S. Josemaria fala aqui do trabalho e de todas as atividades de que é tecido o nosso quotidiano; e diz-nos que é mesmo ali que Deus nos espera cada dia: Deus espera-nos a preparar o jantar, a inventar um jogo para distrair as crianças ou a fazer exercício, todos juntos, para nos mantermos ativos. E esta é a nossa Missa: o sacerdócio dos fiéis, de fato, consiste em “anunciar publicamente as obras dignas daquele que das trevas nos chamou à sua luz gloriosa” (cf 1Pe 2,9) e em “oferecer sacrifícios espirituais”. E o que são estes sacrifícios espirituais senão uma vida cristã em que cada um, acolhendo o Espírito doado pelo ressuscitado, age de modo a dar espaço ao Espírito Santo, conformando-se sempre mais a Cristo e à vontade divina?
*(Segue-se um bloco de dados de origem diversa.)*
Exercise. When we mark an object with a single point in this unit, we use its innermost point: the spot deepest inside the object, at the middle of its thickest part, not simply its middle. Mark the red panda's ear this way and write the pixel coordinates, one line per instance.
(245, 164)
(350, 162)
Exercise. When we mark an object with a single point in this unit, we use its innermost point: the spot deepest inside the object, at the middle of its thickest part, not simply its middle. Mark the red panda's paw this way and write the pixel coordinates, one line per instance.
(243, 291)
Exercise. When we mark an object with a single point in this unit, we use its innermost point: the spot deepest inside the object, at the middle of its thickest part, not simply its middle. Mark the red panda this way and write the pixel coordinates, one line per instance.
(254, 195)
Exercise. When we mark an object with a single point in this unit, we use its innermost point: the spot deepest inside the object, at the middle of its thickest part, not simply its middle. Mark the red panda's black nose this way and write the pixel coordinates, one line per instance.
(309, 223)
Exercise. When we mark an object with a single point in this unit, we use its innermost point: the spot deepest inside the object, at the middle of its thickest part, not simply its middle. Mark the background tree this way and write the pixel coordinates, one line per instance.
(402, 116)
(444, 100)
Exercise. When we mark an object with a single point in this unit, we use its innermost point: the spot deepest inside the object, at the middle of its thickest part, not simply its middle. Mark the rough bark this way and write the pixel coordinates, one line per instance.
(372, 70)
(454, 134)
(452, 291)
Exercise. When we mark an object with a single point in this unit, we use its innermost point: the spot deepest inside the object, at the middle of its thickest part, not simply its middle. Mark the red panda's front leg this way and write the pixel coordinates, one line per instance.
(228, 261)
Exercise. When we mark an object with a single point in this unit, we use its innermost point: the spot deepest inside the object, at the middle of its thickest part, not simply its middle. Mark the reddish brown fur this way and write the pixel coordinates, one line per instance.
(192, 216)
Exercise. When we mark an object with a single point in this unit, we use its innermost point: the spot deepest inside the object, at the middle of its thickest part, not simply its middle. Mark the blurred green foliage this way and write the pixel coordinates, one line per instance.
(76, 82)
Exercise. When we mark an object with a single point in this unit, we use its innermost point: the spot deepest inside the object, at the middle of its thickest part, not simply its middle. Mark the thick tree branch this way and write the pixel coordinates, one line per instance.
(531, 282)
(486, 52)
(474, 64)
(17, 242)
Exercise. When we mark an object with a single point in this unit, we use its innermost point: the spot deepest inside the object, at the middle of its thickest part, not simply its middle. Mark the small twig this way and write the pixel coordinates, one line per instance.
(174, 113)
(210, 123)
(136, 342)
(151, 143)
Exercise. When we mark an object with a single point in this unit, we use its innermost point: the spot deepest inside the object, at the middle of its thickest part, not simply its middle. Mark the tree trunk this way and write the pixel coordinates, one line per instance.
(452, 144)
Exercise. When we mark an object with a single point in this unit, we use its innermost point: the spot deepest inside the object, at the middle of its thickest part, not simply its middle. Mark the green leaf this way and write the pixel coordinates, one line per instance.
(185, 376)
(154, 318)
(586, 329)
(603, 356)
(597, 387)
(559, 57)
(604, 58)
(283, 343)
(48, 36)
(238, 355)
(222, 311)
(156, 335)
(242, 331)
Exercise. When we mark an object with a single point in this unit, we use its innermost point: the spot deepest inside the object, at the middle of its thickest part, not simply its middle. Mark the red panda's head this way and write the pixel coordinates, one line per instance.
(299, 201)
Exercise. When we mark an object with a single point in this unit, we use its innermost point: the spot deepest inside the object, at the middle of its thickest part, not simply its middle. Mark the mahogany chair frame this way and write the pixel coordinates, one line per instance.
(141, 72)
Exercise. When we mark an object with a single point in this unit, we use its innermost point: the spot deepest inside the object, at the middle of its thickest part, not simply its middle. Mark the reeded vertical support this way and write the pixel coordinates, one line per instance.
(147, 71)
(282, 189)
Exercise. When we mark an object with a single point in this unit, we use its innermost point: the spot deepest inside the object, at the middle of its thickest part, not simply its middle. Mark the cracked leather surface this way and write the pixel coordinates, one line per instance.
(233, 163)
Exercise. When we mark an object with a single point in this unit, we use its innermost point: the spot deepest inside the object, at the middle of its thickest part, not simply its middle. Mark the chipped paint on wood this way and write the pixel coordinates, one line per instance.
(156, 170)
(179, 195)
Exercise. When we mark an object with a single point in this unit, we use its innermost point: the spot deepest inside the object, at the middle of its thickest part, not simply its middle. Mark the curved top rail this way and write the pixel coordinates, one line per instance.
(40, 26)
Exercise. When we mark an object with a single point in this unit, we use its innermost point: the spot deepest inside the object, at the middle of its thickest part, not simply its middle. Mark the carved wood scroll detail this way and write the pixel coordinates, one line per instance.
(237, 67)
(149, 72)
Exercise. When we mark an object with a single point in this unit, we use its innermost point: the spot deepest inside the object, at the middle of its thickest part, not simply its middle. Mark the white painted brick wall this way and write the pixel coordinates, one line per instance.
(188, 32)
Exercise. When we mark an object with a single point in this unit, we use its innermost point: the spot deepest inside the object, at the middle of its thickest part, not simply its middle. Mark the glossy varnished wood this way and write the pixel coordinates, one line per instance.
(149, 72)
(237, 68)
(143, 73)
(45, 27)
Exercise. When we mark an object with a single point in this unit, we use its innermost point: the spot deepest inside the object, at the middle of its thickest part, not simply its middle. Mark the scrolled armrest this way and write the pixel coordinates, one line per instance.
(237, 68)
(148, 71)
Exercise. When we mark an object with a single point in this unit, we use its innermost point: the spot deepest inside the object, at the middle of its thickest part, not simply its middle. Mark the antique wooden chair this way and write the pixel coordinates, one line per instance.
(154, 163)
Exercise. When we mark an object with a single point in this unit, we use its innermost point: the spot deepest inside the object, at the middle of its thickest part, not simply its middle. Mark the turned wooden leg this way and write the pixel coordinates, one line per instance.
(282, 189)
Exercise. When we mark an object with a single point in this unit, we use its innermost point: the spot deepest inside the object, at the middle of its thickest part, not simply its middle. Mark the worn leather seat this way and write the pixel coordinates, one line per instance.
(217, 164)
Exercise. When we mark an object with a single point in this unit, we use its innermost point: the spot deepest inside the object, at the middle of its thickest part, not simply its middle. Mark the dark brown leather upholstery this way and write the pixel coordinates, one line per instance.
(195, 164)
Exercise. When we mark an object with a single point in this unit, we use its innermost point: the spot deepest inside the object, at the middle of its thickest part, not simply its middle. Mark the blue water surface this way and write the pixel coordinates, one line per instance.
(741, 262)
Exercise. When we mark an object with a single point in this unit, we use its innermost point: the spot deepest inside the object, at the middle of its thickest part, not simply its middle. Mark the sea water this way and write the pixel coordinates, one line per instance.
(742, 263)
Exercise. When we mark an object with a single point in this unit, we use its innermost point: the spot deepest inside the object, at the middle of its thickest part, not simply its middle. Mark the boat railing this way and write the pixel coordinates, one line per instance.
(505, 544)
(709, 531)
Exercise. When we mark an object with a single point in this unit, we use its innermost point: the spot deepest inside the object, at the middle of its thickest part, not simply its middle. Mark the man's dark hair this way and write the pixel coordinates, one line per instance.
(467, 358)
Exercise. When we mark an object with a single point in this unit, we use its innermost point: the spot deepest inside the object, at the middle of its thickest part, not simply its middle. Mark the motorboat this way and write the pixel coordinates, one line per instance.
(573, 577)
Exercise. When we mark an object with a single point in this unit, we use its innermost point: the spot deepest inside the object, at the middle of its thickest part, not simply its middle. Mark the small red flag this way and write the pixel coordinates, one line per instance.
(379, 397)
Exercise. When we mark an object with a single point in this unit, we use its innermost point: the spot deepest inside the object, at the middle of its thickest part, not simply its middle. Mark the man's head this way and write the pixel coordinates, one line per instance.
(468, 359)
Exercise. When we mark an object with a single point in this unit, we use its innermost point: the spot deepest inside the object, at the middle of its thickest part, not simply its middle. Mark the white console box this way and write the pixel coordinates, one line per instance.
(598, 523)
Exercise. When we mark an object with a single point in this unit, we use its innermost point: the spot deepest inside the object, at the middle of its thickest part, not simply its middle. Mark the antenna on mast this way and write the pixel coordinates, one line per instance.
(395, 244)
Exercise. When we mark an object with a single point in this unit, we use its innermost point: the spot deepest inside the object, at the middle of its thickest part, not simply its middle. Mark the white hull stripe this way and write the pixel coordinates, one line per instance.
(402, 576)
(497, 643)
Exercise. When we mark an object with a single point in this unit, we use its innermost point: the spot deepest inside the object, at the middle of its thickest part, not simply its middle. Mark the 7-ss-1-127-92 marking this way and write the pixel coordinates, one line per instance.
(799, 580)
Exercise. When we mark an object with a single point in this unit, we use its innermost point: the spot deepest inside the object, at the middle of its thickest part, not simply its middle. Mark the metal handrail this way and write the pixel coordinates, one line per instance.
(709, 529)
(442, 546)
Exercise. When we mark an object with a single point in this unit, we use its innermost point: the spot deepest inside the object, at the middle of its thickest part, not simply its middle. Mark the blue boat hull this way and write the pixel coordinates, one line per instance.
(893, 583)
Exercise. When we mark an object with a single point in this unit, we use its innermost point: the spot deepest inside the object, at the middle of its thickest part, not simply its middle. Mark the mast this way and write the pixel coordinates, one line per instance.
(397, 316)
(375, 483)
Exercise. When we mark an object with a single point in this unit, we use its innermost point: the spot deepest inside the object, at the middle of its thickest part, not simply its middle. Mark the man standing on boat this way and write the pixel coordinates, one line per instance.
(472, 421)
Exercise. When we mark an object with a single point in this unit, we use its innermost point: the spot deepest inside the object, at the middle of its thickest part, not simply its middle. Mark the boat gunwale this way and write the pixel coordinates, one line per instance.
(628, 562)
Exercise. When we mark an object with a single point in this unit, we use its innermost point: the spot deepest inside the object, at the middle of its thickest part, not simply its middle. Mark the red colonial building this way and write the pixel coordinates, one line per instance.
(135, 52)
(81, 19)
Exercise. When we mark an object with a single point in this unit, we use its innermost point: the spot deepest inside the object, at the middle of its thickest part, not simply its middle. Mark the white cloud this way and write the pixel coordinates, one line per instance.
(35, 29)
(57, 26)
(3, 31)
Todas as nossas ações, desde as mais sublimes até às aparentemente mais banais, podem estar impregnadas pelo Espírito Santo, podem tornar-se um verdadeiro e autêntico culto espiritual.

Não se trata de um expediente, uma tentativa de escassa consolação num tempo em que não podemos participar na Missa. Pelo contrário, este é um dos fins da Eucaristia: fazer com que todas as ações de todos os homens se unam ao sacrifício de Cristo na Cruz e que desta união brote a santidade dessas ações.

Aquilo que é oferecido no Filho passa a fazer parte da Páscoa de Cristo, isto é; da passagem desde mundo para o Pai (cf. Jo 13,1) e é mesmo nesta passagem que é vivificado, isto é; transformado pelo Espírito Santo que o torna oferta viva em Cristo para louvor de Deus Pai (cf. Oração Eucarística IV).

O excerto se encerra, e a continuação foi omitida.